I am writing code in an imperative way that makes logical sense to humans, the synthesiser will take care of optimising it down to the minimum logic required. This technique is a good thing, but only if you understand what the resulting logic will look like.

Normalize result and pack into output format:
  if overflow_man(24) = '1' then
    -- If the output requires a higher exponent to be normalised
    -- The only possible case is a single bit overflow
    return sign & STD_LOGIC_VECTOR(UNSIGNED(a_exp) + 1) & overflow_man(23 downto 1);
  elsif overflow_man(23) = '0' then
    -- If the output requires a lower exponent to be normalised
    for I in 22 downto 0 loop
      if overflow_man(I) = '1' then
        return sign
        & STD_LOGIC_VECTOR(UNSIGNED(a_exp) - (23 - I))
        & overflow_man((I - 1) downto 0) & fill('0', 23 - I);
      end if;
    end loop;
    -- If overflow mantissa does not contain a '1', output 0
    return ZERO;
  else
    -- Simple case where the output is already normalised
    return my_float(sign & a_exp & overflow_man(22 downto 0));
    -- for some reason xsim does not like the return type, thus the cast
  end if;
end function safe_add;

Similarly to above: for loops aren’t usually a good idea, but here I am simply describing to the synthesiser what I want the output to be and it will create the necessary logic to achieve that. In this case, it boils down to a deep chain of LUTs (not great, but not terrible). It is important to remember that I am not describing an iterative process, though the code would work as one.

Top level addition function:
function "+" (a, b : my_float) return my_float is
  variable a_exp     : STD_LOGIC_VECTOR(7 downto 0) := a(30 downto 23);
  variable b_exp     : STD_LOGIC_VECTOR(7 downto 0) := b(30 downto 23);
begin

  -- Handle +-infinity and +-NaN
  if a_exp = fill('1', 8) then
    return a;
  end if;
  if b_exp = fill('1', 8) then
    return b;
  end if;

  -- Always use the biggest exponent to prevent losing the most significant data.
  if UNSIGNED(a_exp) < UNSIGNED(b_exp) then
    return safe_add(b, a);
  end if;

  return safe_add(a, b);
end function "+";

This is a wrapper function that handles infinite and NaN inputs, and ensures that the larger exponent is always used as the base for the addition.

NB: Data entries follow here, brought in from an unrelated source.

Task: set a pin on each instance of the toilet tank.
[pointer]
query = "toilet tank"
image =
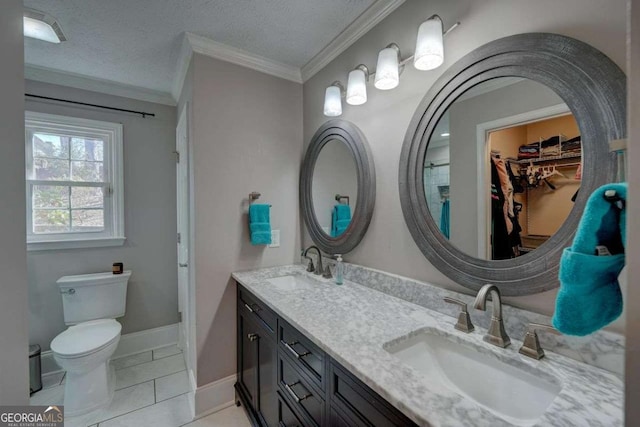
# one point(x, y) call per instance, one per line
point(93, 296)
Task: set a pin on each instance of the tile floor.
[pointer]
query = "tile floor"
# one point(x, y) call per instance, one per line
point(151, 390)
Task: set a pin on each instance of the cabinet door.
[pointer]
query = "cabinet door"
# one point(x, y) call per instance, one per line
point(247, 356)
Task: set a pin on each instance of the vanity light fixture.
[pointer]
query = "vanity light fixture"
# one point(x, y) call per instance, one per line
point(357, 85)
point(429, 45)
point(429, 54)
point(39, 25)
point(388, 68)
point(333, 99)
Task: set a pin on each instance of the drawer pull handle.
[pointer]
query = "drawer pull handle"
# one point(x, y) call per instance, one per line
point(293, 393)
point(289, 346)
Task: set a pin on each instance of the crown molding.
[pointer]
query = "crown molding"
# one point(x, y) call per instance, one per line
point(367, 20)
point(182, 68)
point(63, 78)
point(208, 47)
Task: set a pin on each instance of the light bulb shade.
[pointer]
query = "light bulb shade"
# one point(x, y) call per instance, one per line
point(387, 69)
point(429, 46)
point(39, 25)
point(332, 102)
point(357, 87)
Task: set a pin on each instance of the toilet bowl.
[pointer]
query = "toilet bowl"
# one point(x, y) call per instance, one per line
point(91, 303)
point(84, 352)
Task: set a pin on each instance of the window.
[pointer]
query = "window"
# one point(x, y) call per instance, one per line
point(74, 182)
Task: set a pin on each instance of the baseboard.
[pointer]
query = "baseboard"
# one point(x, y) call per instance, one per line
point(214, 396)
point(136, 342)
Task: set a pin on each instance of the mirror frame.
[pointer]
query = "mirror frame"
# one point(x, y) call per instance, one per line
point(349, 134)
point(594, 89)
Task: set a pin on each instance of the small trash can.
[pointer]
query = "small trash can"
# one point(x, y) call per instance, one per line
point(35, 373)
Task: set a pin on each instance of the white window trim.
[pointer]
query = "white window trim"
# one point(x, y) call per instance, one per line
point(114, 236)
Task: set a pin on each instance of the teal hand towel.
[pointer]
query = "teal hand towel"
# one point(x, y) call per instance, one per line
point(444, 218)
point(589, 297)
point(259, 224)
point(340, 219)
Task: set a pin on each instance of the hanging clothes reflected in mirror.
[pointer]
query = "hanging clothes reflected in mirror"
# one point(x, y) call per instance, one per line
point(502, 167)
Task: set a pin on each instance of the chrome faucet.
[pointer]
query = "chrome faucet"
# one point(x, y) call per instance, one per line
point(496, 334)
point(531, 345)
point(319, 269)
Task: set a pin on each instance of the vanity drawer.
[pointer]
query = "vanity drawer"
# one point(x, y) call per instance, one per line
point(257, 308)
point(302, 395)
point(361, 405)
point(305, 355)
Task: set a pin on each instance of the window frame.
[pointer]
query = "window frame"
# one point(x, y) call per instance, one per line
point(112, 135)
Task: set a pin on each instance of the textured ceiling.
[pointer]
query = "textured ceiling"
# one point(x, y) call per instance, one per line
point(137, 42)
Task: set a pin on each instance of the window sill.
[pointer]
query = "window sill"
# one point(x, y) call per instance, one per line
point(75, 244)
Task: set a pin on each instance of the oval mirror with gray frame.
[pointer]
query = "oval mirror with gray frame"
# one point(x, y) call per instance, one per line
point(337, 187)
point(535, 109)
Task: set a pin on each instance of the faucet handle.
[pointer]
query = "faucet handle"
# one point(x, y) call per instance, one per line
point(531, 345)
point(310, 267)
point(327, 273)
point(464, 320)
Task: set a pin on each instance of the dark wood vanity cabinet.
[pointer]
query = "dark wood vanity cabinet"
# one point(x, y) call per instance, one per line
point(284, 380)
point(257, 358)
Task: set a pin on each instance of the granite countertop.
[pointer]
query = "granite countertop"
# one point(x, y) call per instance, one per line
point(352, 323)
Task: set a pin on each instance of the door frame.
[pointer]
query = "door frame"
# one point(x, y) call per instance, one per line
point(184, 212)
point(483, 130)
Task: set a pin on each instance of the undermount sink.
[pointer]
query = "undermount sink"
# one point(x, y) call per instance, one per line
point(513, 394)
point(291, 283)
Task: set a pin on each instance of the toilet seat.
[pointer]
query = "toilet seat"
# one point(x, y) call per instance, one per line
point(86, 338)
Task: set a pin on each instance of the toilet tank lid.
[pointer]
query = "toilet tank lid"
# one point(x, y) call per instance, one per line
point(93, 279)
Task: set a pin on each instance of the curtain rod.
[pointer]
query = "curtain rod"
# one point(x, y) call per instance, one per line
point(142, 113)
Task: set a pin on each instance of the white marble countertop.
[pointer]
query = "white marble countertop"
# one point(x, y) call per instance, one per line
point(351, 323)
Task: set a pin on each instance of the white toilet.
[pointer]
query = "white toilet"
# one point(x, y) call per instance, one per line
point(91, 303)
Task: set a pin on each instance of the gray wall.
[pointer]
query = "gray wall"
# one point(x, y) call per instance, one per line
point(14, 373)
point(384, 119)
point(246, 136)
point(150, 219)
point(632, 300)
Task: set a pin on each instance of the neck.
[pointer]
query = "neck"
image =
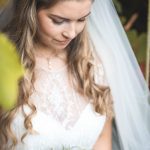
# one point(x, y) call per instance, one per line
point(50, 54)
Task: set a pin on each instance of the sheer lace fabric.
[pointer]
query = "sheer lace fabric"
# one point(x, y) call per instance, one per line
point(64, 118)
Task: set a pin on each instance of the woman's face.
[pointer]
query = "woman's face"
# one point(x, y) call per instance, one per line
point(58, 25)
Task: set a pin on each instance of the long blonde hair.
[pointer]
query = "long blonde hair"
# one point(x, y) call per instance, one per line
point(80, 57)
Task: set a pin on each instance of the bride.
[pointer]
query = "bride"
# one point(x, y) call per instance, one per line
point(82, 88)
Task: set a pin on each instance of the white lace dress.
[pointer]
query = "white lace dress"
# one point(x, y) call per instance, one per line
point(64, 119)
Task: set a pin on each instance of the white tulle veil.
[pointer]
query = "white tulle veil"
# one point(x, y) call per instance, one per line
point(129, 90)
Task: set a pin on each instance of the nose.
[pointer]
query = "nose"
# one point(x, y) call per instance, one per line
point(70, 31)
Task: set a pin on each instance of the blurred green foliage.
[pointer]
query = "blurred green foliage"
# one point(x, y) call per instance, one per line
point(137, 40)
point(10, 71)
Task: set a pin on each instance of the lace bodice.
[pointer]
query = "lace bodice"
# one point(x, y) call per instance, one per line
point(64, 117)
point(55, 96)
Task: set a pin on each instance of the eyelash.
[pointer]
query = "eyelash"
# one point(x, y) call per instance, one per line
point(62, 21)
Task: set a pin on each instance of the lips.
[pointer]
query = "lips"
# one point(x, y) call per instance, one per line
point(62, 42)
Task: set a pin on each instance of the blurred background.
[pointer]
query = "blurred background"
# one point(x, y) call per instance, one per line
point(134, 17)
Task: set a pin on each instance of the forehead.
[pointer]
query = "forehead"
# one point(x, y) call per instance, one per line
point(71, 9)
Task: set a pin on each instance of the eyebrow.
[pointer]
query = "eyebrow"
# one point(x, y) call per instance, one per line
point(53, 15)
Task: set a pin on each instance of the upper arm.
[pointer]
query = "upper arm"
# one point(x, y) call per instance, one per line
point(104, 141)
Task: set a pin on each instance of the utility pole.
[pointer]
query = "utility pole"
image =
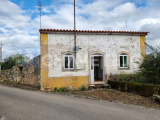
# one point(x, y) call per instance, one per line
point(75, 33)
point(1, 56)
point(40, 11)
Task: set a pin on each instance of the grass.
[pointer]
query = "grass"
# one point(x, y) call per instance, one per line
point(115, 96)
point(19, 85)
point(82, 88)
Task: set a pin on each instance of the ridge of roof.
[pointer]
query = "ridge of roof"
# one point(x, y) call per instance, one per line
point(91, 31)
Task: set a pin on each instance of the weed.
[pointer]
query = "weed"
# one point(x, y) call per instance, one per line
point(63, 89)
point(82, 88)
point(55, 89)
point(99, 98)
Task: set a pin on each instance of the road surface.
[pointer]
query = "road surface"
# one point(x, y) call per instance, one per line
point(19, 104)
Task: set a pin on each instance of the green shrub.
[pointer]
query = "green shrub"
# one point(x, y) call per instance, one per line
point(82, 88)
point(55, 89)
point(138, 88)
point(63, 89)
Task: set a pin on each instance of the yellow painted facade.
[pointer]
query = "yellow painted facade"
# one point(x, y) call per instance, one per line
point(48, 84)
point(143, 46)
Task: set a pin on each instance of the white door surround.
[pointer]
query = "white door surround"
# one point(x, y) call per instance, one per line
point(96, 68)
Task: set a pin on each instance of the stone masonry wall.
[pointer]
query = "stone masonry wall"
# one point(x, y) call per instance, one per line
point(28, 73)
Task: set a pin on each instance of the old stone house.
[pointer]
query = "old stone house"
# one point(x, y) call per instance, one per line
point(98, 54)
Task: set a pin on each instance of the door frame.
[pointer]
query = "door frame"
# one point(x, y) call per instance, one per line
point(92, 55)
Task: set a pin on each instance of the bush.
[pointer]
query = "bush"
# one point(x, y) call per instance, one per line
point(63, 89)
point(82, 88)
point(55, 89)
point(138, 88)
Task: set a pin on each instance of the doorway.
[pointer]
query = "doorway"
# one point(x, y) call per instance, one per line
point(97, 68)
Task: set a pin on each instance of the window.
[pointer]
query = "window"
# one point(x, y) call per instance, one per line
point(123, 60)
point(68, 62)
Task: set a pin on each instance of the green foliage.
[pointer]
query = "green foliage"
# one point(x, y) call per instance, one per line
point(146, 90)
point(55, 89)
point(82, 88)
point(150, 68)
point(11, 61)
point(63, 89)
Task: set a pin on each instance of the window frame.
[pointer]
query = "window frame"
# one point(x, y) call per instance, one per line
point(68, 56)
point(123, 60)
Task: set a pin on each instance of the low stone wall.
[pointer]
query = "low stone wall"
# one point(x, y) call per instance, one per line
point(28, 73)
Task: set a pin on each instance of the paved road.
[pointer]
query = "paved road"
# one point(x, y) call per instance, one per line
point(18, 104)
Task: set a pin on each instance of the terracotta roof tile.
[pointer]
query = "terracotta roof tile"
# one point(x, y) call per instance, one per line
point(93, 31)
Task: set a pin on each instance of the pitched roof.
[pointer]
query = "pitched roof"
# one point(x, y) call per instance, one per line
point(92, 31)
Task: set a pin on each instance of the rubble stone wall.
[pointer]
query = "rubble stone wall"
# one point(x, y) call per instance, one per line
point(28, 73)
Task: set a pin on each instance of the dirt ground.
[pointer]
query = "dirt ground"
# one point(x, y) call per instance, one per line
point(114, 96)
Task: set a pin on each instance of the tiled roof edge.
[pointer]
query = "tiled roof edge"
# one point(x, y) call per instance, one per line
point(91, 31)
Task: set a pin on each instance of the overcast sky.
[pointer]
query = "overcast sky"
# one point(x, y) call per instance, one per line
point(20, 21)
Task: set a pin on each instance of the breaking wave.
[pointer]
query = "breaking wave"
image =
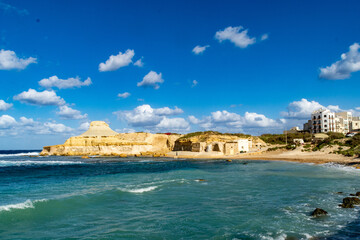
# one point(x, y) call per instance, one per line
point(34, 162)
point(138, 190)
point(20, 154)
point(27, 204)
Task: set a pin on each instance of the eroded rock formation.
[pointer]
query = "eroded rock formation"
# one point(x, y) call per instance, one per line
point(100, 139)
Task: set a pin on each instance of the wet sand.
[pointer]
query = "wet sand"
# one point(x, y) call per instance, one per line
point(319, 157)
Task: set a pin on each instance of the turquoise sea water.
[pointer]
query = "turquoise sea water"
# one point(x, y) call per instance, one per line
point(140, 198)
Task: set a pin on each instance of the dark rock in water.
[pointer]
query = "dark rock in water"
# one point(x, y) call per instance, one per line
point(349, 202)
point(291, 238)
point(318, 212)
point(346, 205)
point(352, 200)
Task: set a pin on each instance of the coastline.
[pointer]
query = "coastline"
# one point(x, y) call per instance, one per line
point(290, 156)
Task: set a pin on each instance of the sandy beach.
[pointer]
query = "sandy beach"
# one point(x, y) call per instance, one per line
point(297, 155)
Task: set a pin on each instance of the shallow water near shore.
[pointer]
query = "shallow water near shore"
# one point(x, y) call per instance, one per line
point(156, 198)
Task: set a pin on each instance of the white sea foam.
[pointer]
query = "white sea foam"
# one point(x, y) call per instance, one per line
point(20, 154)
point(27, 204)
point(341, 167)
point(4, 163)
point(138, 190)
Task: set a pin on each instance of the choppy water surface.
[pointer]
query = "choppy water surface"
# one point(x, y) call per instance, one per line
point(109, 198)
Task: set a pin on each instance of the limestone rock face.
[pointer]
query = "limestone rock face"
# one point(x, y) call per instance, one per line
point(100, 139)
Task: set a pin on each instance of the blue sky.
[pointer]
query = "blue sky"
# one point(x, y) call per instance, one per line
point(233, 66)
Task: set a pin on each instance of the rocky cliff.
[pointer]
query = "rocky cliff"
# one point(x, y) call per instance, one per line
point(100, 139)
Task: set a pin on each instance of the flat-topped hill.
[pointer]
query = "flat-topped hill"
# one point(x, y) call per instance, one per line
point(100, 139)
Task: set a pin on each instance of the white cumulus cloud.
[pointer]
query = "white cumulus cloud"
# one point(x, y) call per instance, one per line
point(233, 122)
point(11, 127)
point(151, 80)
point(44, 98)
point(199, 49)
point(154, 119)
point(139, 63)
point(7, 121)
point(66, 112)
point(57, 127)
point(117, 61)
point(264, 37)
point(301, 109)
point(124, 95)
point(54, 81)
point(5, 106)
point(9, 60)
point(84, 126)
point(237, 35)
point(342, 69)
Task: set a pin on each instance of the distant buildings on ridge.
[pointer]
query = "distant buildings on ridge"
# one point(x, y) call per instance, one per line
point(324, 121)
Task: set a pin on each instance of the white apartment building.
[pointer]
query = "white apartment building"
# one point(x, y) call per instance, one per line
point(355, 124)
point(323, 121)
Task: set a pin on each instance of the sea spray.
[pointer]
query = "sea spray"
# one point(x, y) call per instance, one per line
point(117, 200)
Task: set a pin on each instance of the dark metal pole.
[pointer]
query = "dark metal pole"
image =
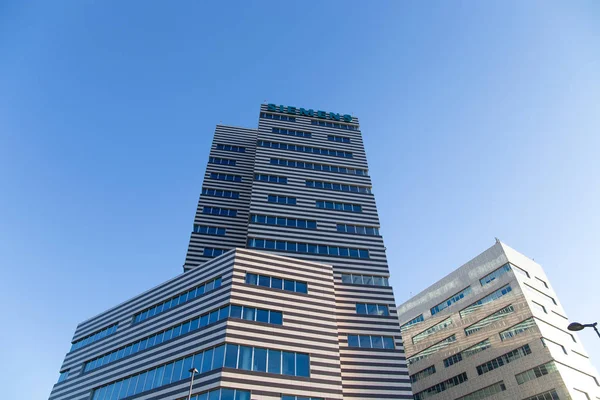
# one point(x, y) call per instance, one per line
point(193, 371)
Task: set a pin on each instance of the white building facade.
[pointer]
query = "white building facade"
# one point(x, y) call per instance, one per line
point(494, 328)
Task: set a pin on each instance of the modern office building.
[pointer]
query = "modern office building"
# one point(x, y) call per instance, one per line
point(494, 329)
point(285, 290)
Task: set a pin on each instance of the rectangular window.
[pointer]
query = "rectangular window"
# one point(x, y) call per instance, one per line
point(370, 280)
point(339, 139)
point(441, 387)
point(272, 198)
point(358, 229)
point(451, 300)
point(535, 372)
point(318, 167)
point(487, 299)
point(424, 373)
point(518, 329)
point(94, 337)
point(432, 349)
point(549, 395)
point(283, 221)
point(270, 178)
point(228, 147)
point(291, 132)
point(371, 342)
point(495, 274)
point(490, 319)
point(414, 321)
point(278, 117)
point(220, 193)
point(304, 149)
point(485, 392)
point(336, 125)
point(340, 187)
point(276, 283)
point(221, 161)
point(431, 330)
point(372, 309)
point(504, 359)
point(331, 205)
point(294, 247)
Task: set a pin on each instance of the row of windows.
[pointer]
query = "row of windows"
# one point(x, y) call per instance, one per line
point(342, 187)
point(227, 355)
point(536, 372)
point(318, 167)
point(371, 341)
point(448, 302)
point(177, 300)
point(485, 392)
point(484, 300)
point(504, 359)
point(94, 337)
point(372, 309)
point(424, 373)
point(225, 212)
point(270, 178)
point(432, 349)
point(340, 139)
point(307, 248)
point(490, 319)
point(549, 395)
point(208, 318)
point(225, 177)
point(305, 149)
point(221, 161)
point(220, 193)
point(431, 330)
point(213, 252)
point(334, 125)
point(273, 198)
point(209, 230)
point(277, 283)
point(283, 221)
point(371, 280)
point(358, 229)
point(291, 132)
point(412, 322)
point(441, 387)
point(278, 117)
point(222, 394)
point(518, 329)
point(228, 147)
point(332, 205)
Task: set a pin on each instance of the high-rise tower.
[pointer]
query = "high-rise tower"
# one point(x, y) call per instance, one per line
point(285, 294)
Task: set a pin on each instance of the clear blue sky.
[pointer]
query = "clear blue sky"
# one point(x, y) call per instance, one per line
point(480, 119)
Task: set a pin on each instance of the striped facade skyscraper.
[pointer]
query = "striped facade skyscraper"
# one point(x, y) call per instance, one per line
point(285, 292)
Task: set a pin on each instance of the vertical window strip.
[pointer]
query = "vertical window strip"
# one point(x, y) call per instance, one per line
point(484, 300)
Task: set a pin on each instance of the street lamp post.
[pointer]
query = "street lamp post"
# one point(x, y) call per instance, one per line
point(576, 326)
point(193, 371)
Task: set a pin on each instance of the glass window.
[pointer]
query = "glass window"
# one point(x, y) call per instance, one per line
point(274, 357)
point(231, 356)
point(289, 363)
point(260, 360)
point(245, 361)
point(207, 361)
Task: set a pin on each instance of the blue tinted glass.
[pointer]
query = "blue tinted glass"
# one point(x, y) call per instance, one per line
point(274, 361)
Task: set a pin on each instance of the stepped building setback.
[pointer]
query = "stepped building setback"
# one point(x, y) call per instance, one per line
point(284, 294)
point(494, 329)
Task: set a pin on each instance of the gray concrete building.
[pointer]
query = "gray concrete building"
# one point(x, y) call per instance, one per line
point(284, 293)
point(494, 329)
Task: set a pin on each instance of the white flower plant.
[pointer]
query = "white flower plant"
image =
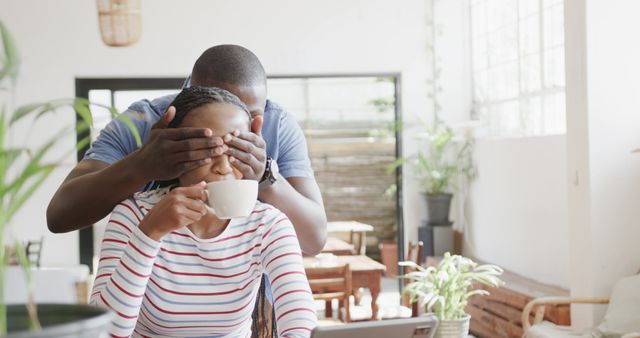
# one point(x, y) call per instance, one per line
point(445, 289)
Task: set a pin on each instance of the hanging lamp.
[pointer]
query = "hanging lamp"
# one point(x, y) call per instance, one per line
point(120, 22)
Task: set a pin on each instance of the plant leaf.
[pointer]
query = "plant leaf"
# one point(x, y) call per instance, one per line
point(10, 60)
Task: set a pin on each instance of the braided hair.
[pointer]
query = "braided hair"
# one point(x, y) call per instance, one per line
point(193, 97)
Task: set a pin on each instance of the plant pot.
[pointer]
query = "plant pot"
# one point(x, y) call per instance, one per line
point(389, 257)
point(438, 208)
point(59, 320)
point(458, 328)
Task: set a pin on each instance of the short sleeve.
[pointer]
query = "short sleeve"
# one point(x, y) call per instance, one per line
point(293, 156)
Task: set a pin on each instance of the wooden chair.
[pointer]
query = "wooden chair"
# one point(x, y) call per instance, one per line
point(328, 283)
point(414, 253)
point(34, 252)
point(358, 239)
point(406, 309)
point(620, 320)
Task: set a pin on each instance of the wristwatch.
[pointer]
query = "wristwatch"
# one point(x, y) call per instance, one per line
point(269, 176)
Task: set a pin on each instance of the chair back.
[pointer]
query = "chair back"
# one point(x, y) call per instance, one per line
point(329, 283)
point(357, 238)
point(414, 254)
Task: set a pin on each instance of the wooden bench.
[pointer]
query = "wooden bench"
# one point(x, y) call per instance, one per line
point(499, 314)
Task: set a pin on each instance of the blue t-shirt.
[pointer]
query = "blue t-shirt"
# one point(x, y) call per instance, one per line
point(285, 141)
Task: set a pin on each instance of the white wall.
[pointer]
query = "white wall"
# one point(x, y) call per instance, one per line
point(603, 130)
point(518, 207)
point(59, 41)
point(518, 202)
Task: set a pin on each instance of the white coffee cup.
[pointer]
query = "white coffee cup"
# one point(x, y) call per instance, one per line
point(232, 198)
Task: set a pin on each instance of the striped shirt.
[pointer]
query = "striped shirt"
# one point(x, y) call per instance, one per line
point(185, 286)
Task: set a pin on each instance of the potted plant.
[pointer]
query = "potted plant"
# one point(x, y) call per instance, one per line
point(446, 288)
point(23, 169)
point(443, 160)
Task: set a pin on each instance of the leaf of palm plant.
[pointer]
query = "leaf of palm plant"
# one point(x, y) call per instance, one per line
point(33, 166)
point(17, 201)
point(11, 60)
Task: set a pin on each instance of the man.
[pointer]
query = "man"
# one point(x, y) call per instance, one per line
point(114, 168)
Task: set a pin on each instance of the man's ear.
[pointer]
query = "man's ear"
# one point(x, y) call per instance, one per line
point(256, 125)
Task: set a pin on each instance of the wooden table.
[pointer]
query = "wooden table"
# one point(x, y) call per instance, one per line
point(337, 246)
point(366, 273)
point(353, 228)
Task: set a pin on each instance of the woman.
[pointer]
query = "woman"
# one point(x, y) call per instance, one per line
point(170, 268)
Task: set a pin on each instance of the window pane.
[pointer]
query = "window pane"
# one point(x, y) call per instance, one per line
point(530, 73)
point(340, 117)
point(123, 98)
point(553, 22)
point(532, 116)
point(518, 66)
point(554, 68)
point(529, 8)
point(530, 36)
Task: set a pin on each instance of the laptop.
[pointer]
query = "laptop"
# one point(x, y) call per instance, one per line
point(420, 327)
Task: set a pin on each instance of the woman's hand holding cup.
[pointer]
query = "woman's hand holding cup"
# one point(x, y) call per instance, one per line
point(178, 208)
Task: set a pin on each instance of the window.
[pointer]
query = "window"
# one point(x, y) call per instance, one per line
point(517, 52)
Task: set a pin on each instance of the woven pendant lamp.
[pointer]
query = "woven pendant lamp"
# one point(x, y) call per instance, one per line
point(120, 22)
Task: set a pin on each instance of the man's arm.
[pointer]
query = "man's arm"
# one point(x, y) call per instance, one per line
point(94, 188)
point(90, 192)
point(298, 197)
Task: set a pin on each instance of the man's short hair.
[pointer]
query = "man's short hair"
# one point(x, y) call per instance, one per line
point(228, 64)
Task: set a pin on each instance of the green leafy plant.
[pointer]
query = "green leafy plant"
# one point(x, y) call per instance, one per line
point(445, 289)
point(442, 159)
point(24, 169)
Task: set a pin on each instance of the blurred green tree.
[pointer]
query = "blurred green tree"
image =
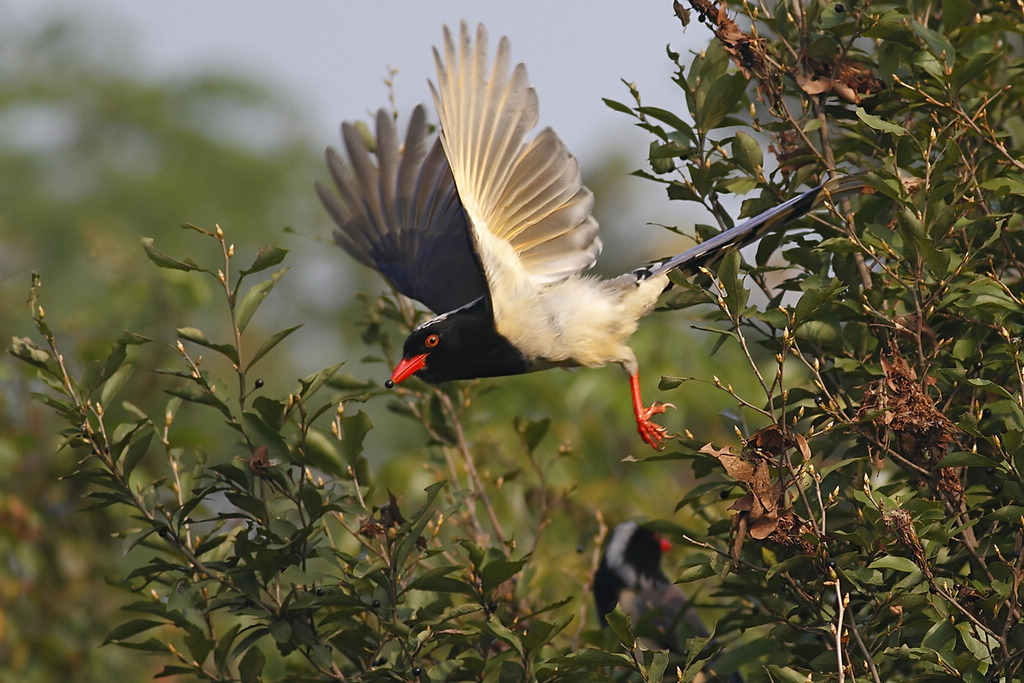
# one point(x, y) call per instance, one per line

Connecting to the AXI interface

The adder module will have an AXI slave interface, with registers for the two input operands and one output result. The output will not be valid until one clock cycle after both inputs have been written. Otherwise, it is a standard AXI MM slave interface based on Xilinx’s AXI IP templates.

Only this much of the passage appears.